Crowned the 2010 World Champion of Public Speaking was David Henderson, with his speech titled The Aviators. Why did David win? I think that beyond the obvious speaking ability and outstanding delivery, he had one of the most touching stories and a powerful message.
David told of how he met and made friends with a girl when he was 7 years old. As friends they used to play aviator together (hence the title). But his freind was soon diagnosed with a potentially terminal illness. Without taking too much from his story, he found himself questioning why he should love someone that was just going to die, and that’s when he learned that losing people is part of loving people and the pain of regret would hurt more and longer than the pain of loss. The story of the next 7 years was so moving that there were actual sobs coming from throughout the audience. He was that good.

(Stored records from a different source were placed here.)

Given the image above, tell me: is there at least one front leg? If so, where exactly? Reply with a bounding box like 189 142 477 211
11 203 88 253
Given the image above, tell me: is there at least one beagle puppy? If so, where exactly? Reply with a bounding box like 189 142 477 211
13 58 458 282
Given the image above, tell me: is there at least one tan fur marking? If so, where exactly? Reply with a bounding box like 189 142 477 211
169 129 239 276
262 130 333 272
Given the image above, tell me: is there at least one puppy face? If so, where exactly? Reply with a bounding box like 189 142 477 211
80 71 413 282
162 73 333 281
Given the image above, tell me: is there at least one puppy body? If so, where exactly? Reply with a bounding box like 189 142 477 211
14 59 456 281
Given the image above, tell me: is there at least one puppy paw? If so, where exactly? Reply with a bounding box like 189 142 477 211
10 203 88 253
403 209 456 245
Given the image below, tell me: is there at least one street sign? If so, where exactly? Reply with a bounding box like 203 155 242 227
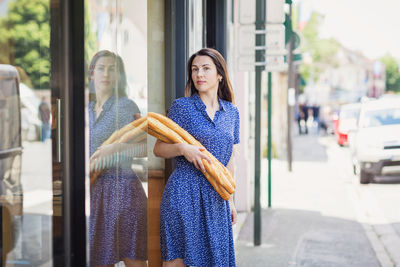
266 24 287 55
237 24 256 58
267 0 285 24
265 55 287 72
239 0 256 25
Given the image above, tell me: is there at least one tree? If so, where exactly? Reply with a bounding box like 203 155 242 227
300 12 340 89
380 54 400 93
0 0 97 89
0 0 50 89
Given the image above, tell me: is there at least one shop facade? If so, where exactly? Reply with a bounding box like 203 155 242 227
0 0 252 266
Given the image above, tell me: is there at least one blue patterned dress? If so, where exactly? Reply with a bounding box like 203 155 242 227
89 96 147 266
160 94 239 267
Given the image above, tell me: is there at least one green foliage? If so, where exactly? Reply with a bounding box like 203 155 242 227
84 1 98 70
300 12 340 89
0 0 50 88
0 0 97 89
380 54 400 93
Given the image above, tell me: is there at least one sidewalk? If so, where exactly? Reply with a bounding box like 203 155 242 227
235 135 384 267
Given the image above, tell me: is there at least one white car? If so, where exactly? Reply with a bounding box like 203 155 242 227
19 83 42 141
349 98 400 184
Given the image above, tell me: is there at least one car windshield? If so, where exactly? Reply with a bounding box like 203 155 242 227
361 108 400 128
340 108 360 119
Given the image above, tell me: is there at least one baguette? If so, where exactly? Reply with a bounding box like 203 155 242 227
148 115 235 194
148 112 236 192
147 128 172 144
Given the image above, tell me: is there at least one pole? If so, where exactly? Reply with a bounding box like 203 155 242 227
268 72 272 208
286 3 294 172
254 0 265 246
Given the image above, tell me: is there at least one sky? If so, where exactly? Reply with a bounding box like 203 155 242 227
296 0 400 59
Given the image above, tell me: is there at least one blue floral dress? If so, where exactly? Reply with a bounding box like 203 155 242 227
160 94 239 267
89 96 147 266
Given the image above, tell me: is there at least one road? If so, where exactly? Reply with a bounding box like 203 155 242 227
236 134 400 267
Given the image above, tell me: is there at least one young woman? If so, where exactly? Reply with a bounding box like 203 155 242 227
154 48 239 267
89 50 147 266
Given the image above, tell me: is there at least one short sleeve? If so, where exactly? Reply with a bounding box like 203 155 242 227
167 100 183 126
233 107 240 145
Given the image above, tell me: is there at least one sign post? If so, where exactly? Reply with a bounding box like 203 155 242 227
237 0 287 246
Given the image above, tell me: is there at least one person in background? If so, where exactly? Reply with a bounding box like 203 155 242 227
39 97 51 142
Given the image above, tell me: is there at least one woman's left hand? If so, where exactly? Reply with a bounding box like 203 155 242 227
229 199 237 225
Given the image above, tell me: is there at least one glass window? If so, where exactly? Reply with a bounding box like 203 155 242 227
0 0 53 266
85 0 148 266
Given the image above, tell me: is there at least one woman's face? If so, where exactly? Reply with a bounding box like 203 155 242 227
192 56 222 93
93 57 117 94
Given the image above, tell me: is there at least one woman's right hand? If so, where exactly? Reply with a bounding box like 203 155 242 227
179 144 212 172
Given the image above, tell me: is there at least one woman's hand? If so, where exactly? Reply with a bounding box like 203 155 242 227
179 144 212 172
229 198 237 225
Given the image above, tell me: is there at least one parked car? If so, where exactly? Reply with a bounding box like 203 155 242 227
335 103 361 146
0 64 22 266
19 83 42 141
350 99 400 184
0 64 22 195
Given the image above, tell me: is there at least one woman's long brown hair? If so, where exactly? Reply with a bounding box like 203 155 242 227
185 48 235 103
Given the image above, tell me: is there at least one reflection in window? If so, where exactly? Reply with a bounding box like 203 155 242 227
85 0 147 266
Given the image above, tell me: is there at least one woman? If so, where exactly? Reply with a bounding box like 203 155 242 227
154 48 239 267
89 50 147 266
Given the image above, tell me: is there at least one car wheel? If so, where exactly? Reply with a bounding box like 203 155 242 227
360 170 373 184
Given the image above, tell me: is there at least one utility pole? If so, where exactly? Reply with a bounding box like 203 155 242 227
286 0 295 172
254 0 265 246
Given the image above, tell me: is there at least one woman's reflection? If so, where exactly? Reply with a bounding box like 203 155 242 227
89 50 147 266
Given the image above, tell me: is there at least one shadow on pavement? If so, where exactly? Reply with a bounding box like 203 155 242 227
236 209 380 267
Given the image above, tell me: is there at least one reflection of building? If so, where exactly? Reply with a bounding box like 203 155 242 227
89 1 147 104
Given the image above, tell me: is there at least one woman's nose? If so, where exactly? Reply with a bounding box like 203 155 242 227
197 69 204 77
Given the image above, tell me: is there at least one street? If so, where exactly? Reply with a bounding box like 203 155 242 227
236 131 400 267
9 129 400 267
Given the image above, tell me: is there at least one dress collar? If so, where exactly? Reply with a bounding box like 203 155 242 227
190 94 225 110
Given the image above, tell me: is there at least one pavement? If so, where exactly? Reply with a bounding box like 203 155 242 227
234 133 400 267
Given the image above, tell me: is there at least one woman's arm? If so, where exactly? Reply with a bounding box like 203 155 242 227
226 145 237 225
153 140 212 172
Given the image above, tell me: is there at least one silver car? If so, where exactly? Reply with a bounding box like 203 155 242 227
349 98 400 184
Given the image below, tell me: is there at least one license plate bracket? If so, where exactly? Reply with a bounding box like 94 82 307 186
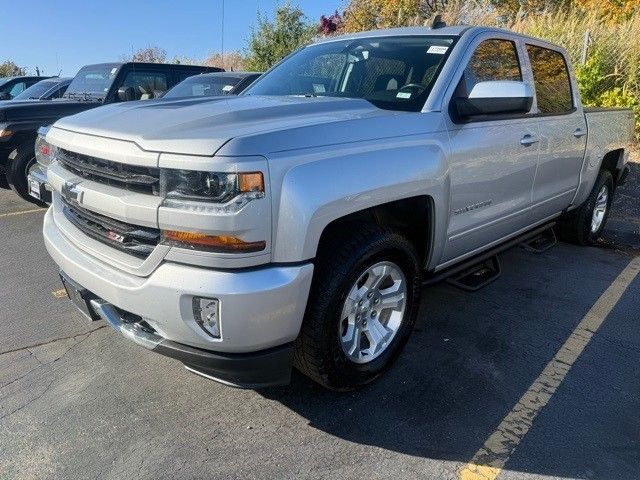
60 272 100 321
27 177 46 200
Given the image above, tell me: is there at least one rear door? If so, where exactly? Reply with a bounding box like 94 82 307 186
442 34 538 264
526 43 587 220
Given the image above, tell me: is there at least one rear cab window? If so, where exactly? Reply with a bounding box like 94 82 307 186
455 39 522 96
527 44 574 115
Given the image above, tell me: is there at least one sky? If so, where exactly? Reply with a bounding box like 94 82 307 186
0 0 346 76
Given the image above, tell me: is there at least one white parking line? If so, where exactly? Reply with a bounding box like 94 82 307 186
459 257 640 480
0 208 47 218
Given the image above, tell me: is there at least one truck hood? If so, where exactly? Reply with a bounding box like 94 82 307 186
55 95 420 156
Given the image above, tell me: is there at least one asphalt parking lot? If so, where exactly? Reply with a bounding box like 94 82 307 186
0 181 640 480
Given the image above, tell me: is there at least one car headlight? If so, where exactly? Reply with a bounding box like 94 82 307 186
35 127 57 168
160 169 264 204
0 123 13 140
160 169 267 253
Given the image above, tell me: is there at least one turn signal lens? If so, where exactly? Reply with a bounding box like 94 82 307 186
238 172 264 193
162 230 267 253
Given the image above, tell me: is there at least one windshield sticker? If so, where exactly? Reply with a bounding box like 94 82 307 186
427 45 449 55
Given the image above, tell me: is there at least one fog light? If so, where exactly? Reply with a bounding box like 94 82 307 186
193 297 220 338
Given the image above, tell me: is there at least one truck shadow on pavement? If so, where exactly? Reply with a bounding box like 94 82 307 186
260 244 640 478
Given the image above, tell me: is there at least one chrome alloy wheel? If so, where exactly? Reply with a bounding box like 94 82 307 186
338 262 407 364
591 185 609 233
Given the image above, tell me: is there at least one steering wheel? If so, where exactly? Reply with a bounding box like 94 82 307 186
398 83 427 94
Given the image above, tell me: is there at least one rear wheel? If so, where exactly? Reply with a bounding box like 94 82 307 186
6 143 47 207
558 170 613 245
295 227 421 390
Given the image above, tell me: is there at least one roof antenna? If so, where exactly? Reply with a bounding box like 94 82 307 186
431 13 447 30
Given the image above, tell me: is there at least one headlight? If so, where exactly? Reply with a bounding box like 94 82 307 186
0 123 13 139
160 169 264 206
35 127 56 168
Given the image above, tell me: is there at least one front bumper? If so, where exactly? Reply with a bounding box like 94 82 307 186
43 208 313 386
90 298 293 388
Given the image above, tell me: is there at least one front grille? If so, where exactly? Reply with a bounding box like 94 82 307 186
62 200 160 258
56 148 160 195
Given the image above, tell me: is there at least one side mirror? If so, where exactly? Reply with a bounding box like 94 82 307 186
453 80 533 118
118 87 136 102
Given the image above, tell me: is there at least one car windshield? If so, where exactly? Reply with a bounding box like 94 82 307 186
64 65 119 99
163 75 240 98
245 35 455 111
13 80 58 100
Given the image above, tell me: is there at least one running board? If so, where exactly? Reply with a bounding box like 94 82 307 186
446 255 502 292
422 222 555 286
520 228 558 253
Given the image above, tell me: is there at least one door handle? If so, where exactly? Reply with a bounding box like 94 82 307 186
520 134 540 147
573 128 587 138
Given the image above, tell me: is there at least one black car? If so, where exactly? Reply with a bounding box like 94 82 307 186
162 72 261 98
0 76 49 100
10 77 73 101
0 62 223 201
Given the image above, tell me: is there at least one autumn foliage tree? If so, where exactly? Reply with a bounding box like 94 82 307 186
244 5 317 71
123 46 167 63
0 60 27 77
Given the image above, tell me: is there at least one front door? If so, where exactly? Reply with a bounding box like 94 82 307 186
440 37 539 266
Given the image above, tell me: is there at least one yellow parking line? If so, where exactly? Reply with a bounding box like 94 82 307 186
51 288 67 298
459 257 640 480
0 208 47 218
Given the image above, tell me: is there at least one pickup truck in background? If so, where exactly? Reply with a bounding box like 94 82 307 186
5 77 73 102
38 26 633 390
0 75 49 101
0 62 222 203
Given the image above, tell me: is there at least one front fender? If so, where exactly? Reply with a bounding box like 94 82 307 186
270 132 449 262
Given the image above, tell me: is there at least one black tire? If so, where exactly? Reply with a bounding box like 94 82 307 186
294 225 422 390
6 142 47 207
556 170 614 245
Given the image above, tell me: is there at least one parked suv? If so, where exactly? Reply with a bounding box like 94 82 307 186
8 77 73 101
0 76 49 100
0 62 222 202
39 26 634 390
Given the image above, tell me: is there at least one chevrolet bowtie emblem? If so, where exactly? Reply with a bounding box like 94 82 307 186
60 182 84 203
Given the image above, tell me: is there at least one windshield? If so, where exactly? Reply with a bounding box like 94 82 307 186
245 35 454 111
64 65 119 99
13 80 58 100
163 75 240 98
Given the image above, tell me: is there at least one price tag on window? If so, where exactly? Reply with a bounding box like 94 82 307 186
427 45 449 55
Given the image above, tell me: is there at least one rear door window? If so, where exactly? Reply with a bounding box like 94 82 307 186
527 45 573 114
122 70 167 100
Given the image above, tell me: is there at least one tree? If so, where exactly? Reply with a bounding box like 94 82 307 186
244 5 316 71
318 10 344 37
204 52 245 72
0 60 27 77
123 46 167 63
343 0 436 32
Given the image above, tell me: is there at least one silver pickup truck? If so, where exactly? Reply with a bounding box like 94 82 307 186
37 27 633 390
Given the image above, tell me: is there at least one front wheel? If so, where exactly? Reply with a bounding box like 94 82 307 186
558 170 613 245
295 227 421 390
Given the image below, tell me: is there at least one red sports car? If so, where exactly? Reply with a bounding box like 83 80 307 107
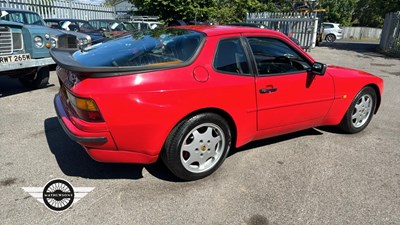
51 26 383 180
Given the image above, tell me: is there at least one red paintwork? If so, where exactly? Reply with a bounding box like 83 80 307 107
56 26 383 163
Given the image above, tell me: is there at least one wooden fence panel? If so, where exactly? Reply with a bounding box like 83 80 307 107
379 11 400 56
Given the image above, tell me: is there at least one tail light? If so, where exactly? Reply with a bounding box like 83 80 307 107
66 91 104 122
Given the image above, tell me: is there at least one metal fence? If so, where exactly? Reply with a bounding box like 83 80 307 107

Second place Robert Mackenzie also had an outstanding speech titled My Alter Ego. He told of his alter-ego, Bobby Backwards (Bob for short). He told of how big that alter ego was, because it was fuelled by all of the “no’s” in his life. His message was strong, about the need to say yes to life, rather than retreat into the protection of Bob. My favorite line was, “By 30 I had said ‘no’ more times that Toyota said ‘recall’.” Other top line, told after telling us about having a heart attack and how they say the fear of public speaking is greater than the fear of death: “Not. Even. Close.”
Third place went to Linus Chang and his speech, Being Jane. Rather humorously he told about his experience with the wonderful voice of his GPS, Jane. By pointing out haw Jane never gets angry or terse when you get lost, and is always flexible about your future plans, he drew a correlation to our lives and how we can have more freedom in our lives if we look at things like Jane does.
The remaining contestants were all wonderful too, so I’m glad I wasn’t judging this one. Here’s a bit on their speeches, given in their speaking order (only 1st – 3rd place are announced):
Lisa Panarello‘s speech Mission I’m Possible was the first in the contest. There are mixed reviews as to whether going first is good or bad, and after Lisa’s strong presentation I’d bet that debate will continue for at least one more year. My favorite line: “Break the rules – if the job posting says ‘Don’t Call’, then call. You’ll probably be the only one.” Her three points were:
Kevin McCue – started his speech with remote control in hand. Whatcha Got? was a good reminder that we don’t all have to aspire to be Brad Pitt or whatever. Use the tallents you have and don’t worry about being like someone else. I loved the reference to Pepper Martin of the 1930’s St. Louis Cardinals. Anyone that genuinely loves the Cardinals should win. Just sayin’
Robin Grieve told us that Wings are for Flying. He compared his son’s departure from home at 18 to a baby eagle leaving the nest. Very nice message that whenever we set something free, we set ourselves free.
Joseph Grondin told us that we should all be Merchants of Hope. Nice story about making the difference in a teen’s life.
Ian Humphrey – I saw Ian’s speech in Semi-Final contest #1 on Thursday, and I have to tell you that I was (a) pulling for him, and (b) a bit surprised he didn’t place. This is why I say the judging would be super difficult at that level. This speech, It’s Not About the Knockdown drew parellels to being knocked down in boxing and knocked down in life.
Note: Look here for a clip.
Jamie MacDonald – His speech Unchained Memory talked about his earliest memory and to be honest I’m not sure I understood his message, so I don’t want to post a poor guess here. He did tell a nice story.
Nothing beats watching the competition at this level. The preparation, the skill, and the execution give all of us something to aspire to. If you missed it, buy the video. If you saw it, buy the video.
Next…on to the Region III reception and then the President’s Dinner Dance.